After two years playing for Gary Dineen and Lincoln Flagg for the New England Jr. Coyotes in the EJHL, where he amassed 39 points in 37 games, Weston took his talents to Boston University, where he played in at least 30 games in all four seasons.
The Terriers won three Beanpot tournaments of his first three years, BU advanced to the NCAA tournament.
As a senior, Weston served as Alternate Captain and was one of just four players to play in all 39 games. He finished his career with nine goals and 17 assists.
After BU, Weston went on to play parts of four seasons in the American Hockey League for the Albany River Rats and San Antonio Rampage.
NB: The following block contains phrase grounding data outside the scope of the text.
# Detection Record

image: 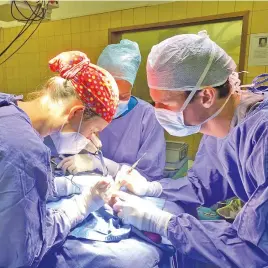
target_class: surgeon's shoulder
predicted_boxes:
[250,105,268,138]
[0,107,49,161]
[236,103,268,143]
[136,98,157,117]
[249,101,268,124]
[137,98,163,128]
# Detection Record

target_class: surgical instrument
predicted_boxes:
[127,152,147,174]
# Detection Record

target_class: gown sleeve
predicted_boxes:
[164,118,268,267]
[0,149,72,267]
[160,135,235,207]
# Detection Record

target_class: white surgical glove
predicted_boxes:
[53,175,114,197]
[54,176,81,197]
[115,165,163,197]
[57,154,94,175]
[60,179,112,228]
[113,192,173,237]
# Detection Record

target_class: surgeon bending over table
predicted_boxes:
[0,51,119,267]
[56,39,166,182]
[113,31,268,268]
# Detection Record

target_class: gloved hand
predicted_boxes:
[60,178,112,228]
[115,165,163,197]
[54,176,81,197]
[54,175,114,197]
[57,154,94,175]
[113,192,173,237]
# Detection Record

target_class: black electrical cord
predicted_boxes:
[0,0,48,65]
[0,19,43,65]
[5,1,45,45]
[0,11,35,57]
[11,2,42,39]
[12,1,29,21]
[25,1,45,21]
[0,3,39,57]
[11,0,44,22]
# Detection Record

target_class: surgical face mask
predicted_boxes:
[113,100,129,119]
[50,131,91,155]
[155,91,233,137]
[50,110,89,155]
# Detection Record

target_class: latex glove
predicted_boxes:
[54,176,81,197]
[115,165,162,197]
[60,178,111,228]
[57,154,94,175]
[53,175,114,197]
[113,192,173,237]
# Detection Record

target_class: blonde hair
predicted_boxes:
[27,76,99,120]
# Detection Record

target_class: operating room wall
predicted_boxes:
[0,1,268,159]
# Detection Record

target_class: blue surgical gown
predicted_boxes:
[99,97,166,181]
[160,98,268,267]
[0,93,73,268]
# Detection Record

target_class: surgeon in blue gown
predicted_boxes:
[113,31,268,268]
[0,51,119,268]
[57,39,166,182]
[41,41,185,268]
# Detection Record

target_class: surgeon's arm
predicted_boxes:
[116,149,268,268]
[166,122,268,267]
[0,158,106,267]
[159,136,235,207]
[115,137,234,209]
[0,162,73,267]
[159,167,234,208]
[167,212,268,267]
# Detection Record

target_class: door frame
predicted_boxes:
[109,11,249,82]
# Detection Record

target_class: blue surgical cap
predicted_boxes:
[97,39,141,86]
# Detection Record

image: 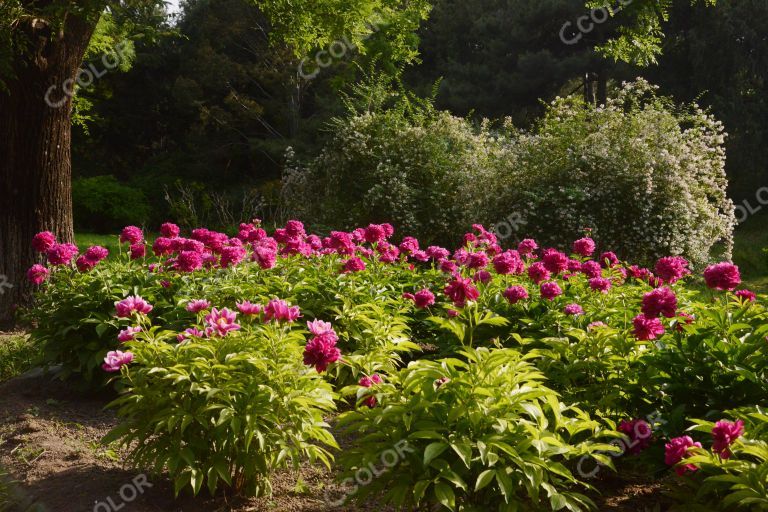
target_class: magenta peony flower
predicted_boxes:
[619,419,653,455]
[409,250,430,263]
[119,226,144,245]
[540,281,563,300]
[473,270,492,284]
[220,245,247,268]
[406,289,436,309]
[115,296,153,318]
[399,237,420,254]
[589,277,612,293]
[76,255,96,272]
[734,289,756,302]
[359,374,383,408]
[252,246,277,270]
[236,301,263,316]
[263,299,301,323]
[629,265,651,280]
[527,262,551,284]
[444,276,480,307]
[588,321,607,331]
[426,246,450,260]
[186,299,211,313]
[32,231,56,253]
[642,287,678,318]
[102,350,134,372]
[46,243,78,266]
[655,256,690,284]
[564,303,584,316]
[438,258,458,274]
[581,260,602,279]
[177,327,205,342]
[378,244,400,264]
[205,307,241,337]
[466,252,489,270]
[129,243,146,260]
[633,314,665,340]
[665,436,702,475]
[567,259,583,272]
[303,336,341,373]
[542,248,569,275]
[600,252,619,268]
[364,224,388,244]
[176,250,203,272]
[703,262,741,291]
[493,250,524,275]
[711,420,745,459]
[517,239,538,255]
[84,245,109,263]
[27,264,49,285]
[118,326,142,342]
[342,257,366,273]
[503,286,529,304]
[160,222,180,238]
[572,238,596,257]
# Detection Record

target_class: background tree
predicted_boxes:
[0,0,430,326]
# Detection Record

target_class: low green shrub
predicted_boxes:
[336,347,618,511]
[73,176,151,232]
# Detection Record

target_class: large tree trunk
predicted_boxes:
[0,11,97,328]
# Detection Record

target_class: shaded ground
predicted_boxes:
[0,373,675,512]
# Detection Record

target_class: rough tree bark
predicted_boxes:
[0,11,98,328]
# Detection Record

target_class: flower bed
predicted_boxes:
[23,221,768,510]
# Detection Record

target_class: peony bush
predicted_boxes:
[22,219,767,509]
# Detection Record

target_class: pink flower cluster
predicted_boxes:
[303,320,341,373]
[665,419,745,475]
[618,419,653,455]
[115,296,154,318]
[358,374,383,407]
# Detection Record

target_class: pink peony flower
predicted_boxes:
[205,307,241,336]
[32,231,56,253]
[703,262,741,291]
[588,321,607,331]
[404,289,435,309]
[655,256,690,284]
[542,249,569,275]
[342,257,366,273]
[589,277,612,293]
[102,350,134,372]
[734,289,756,302]
[665,436,702,475]
[307,319,336,338]
[473,270,492,284]
[160,222,180,238]
[711,420,745,459]
[236,301,263,316]
[186,299,211,313]
[633,314,665,341]
[303,335,341,373]
[447,309,460,318]
[27,264,49,285]
[364,224,388,244]
[263,299,301,323]
[359,374,383,408]
[444,276,480,307]
[581,260,602,279]
[540,281,563,300]
[399,237,420,254]
[493,250,524,275]
[84,245,109,263]
[129,243,146,260]
[76,255,96,272]
[438,258,458,274]
[600,252,619,268]
[115,296,153,318]
[466,252,489,270]
[46,243,78,266]
[527,262,551,284]
[426,246,450,260]
[410,250,430,262]
[220,245,247,268]
[618,419,653,455]
[177,327,205,342]
[503,286,529,304]
[642,287,678,318]
[176,250,203,272]
[572,238,596,257]
[517,239,538,255]
[564,303,584,316]
[119,226,144,245]
[118,326,142,342]
[253,246,277,270]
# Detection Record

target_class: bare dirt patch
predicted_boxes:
[0,374,672,511]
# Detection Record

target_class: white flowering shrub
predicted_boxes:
[282,105,507,244]
[488,79,736,267]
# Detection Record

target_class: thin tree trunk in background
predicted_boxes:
[0,13,97,328]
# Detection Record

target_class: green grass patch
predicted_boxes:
[0,334,40,383]
[732,213,768,292]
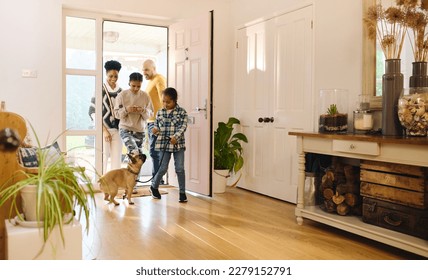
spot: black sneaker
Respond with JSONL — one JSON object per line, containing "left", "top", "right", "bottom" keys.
{"left": 150, "top": 187, "right": 161, "bottom": 199}
{"left": 179, "top": 193, "right": 187, "bottom": 203}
His best season came in 2008-09 with Albany, when he scored nine goals and added seven assists in 63 games. He also played parts of two seasons with the Las Vegas Wranglers of the ECHL.
Weston just recently moved from San Diego where he was Head Coach of San Diego State University Club Hockey Team. He is now a volunteer assistant with Santa Margarita and Carlsbad Unified high school hockey
Donald Williamson
A stalwart with the Manchester Tam -0-Shanters, the late Donald Williamson Sr. is perhaps better known for his accomplishments following his playing career than for the accolades he earned on the ice. When the Manchester Youth Hockey program was in its early stages in the 1970’s, Williamson was instrumental in gathering support for the effort. Because ice time in the area was so scarce, he and his partner Paul Leonard established the Souhegan Skating Center in Merrimack, New Hampshire, a facility that provided year round availability to the sport. At the same time, Williamson provided guidance by offering instructions at his hockey school and coaching several successful Bantam “A” teams.